Leflunomide inhibits the enzyme dihydroorotate dehydrogenase (DHODH), which is essential for de novo synthesis of pyrimidine nucleotides. By blocking this pathway, the drug reduces the proliferation of activated T-lymphocytes and B-lymphocytes, key players in the inflammatory response of autoimmune diseases. The effect becomes apparent within a few weeks, with peak clinical benefit typically reached after several months of continuous therapy. Oral absorption is rapid; the active metabolite, teriflunomide, has a long half-life, contributing to sustained immunomodulation.
These indications are based on clinical trial evidence demonstrating reductions in joint tenderness, swelling, and disease activity scores.
Disclaimer: Off-label use requires close medical supervision and individualized risk assessment.
Patients should inform their healthcare provider of all prescription medicines, over-the-counter products, dietary supplements, and herbal preparations before initiating Arava.
Dosing must be individualized by a qualified healthcare professional.
Regular clinical review of disease activity (joint counts, symptom scores) is advised to assess therapeutic response and adjust therapy as needed.
This article provides educational information about Arava and is not a substitute for professional medical advice. Treatment decisions, including use for unapproved indications, must be made under the guidance of a qualified healthcare provider. The content is intended for informational purposes and does not constitute medical recommendations. Always consult a physician before starting, stopping, or changing any medication regimen.

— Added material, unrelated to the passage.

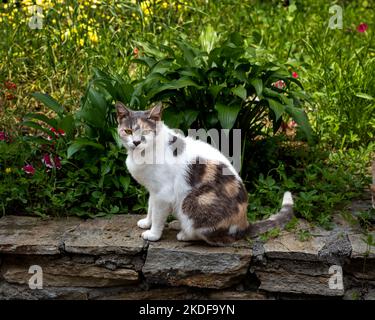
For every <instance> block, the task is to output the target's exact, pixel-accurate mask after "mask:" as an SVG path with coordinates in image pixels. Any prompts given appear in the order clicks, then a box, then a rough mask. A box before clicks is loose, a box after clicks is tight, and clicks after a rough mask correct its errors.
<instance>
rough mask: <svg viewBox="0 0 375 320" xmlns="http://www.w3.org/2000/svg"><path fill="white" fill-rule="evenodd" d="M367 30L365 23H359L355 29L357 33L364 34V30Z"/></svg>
mask: <svg viewBox="0 0 375 320" xmlns="http://www.w3.org/2000/svg"><path fill="white" fill-rule="evenodd" d="M367 29H368V25H367V24H366V23H360V24H359V25H358V27H357V31H358V32H361V33H363V32H366V30H367Z"/></svg>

Arava can be combined with methotrexate in patients who need stronger disease control, but the combination increases the risk of liver toxicity and bone marrow suppression. Close laboratory monitoring is essential, and the regimen should be prescribed by a rheumatologist familiar with both agents.

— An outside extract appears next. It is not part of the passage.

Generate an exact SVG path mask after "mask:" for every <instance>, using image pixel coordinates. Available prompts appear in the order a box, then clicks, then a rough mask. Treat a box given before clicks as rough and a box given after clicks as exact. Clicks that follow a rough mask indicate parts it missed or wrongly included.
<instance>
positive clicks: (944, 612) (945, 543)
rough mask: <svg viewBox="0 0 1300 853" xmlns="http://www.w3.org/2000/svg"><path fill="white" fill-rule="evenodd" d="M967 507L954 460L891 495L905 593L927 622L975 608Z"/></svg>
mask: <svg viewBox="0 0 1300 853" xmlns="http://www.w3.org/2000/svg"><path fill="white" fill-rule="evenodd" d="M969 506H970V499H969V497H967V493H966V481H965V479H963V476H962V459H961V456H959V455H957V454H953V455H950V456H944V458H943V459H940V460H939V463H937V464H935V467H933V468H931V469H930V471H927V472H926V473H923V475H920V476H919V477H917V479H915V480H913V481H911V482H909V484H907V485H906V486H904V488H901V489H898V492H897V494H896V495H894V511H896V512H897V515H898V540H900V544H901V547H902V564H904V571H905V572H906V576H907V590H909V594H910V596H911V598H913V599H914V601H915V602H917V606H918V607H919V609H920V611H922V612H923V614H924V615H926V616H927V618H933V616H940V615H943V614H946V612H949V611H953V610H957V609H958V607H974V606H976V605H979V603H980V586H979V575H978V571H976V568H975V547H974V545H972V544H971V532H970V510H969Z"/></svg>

If you remember within 12 hours, take the missed tablet. If it is later than 12 hours before the next scheduled dose, skip the missed dose and resume your regular dosing schedule. Do not take two tablets at once.
Yes. Baseline liver function tests, complete blood count, and renal function should be obtained before the first dose to ensure the medication can be used safely.
Clinical benefits often become noticeable after 4-6 weeks of consistent therapy, with maximum effect typically reached after several months of treatment.
Arava is a prescription medication; carry it in its original labeled container with a copy of the prescription. Check the destination country’s medication import regulations, and be prepared for security screening.
Not all patients experience liver enzyme elevations, but routine monitoring is recommended because hepatotoxicity is a recognized risk. Prompt reporting of symptoms such as jaundice or dark urine is important.
Warning signs include yellowing of the skin or eyes, persistent nausea or vomiting, abdominal pain, and unusually dark urine. Seek immediate medical attention if any of these occur.
Moderate alcohol consumption may be acceptable, but excessive intake can increase the risk of liver damage. Discuss your drinking habits with your prescriber to determine a safe limit.
Arava is an oral conventional DMARD, whereas biologics are injectable agents targeting specific inflammatory pathways. Choice of therapy depends on disease severity, prior treatment response, comorbidities, and patient preference.
Effective barrier methods (e.g., condoms) combined with hormonal contraception (e.g., oral pills, IUD) are recommended. Because leflunomide remains in the body for an extended period, reliable contraception must be maintained throughout treatment and for at least two years after discontinuation.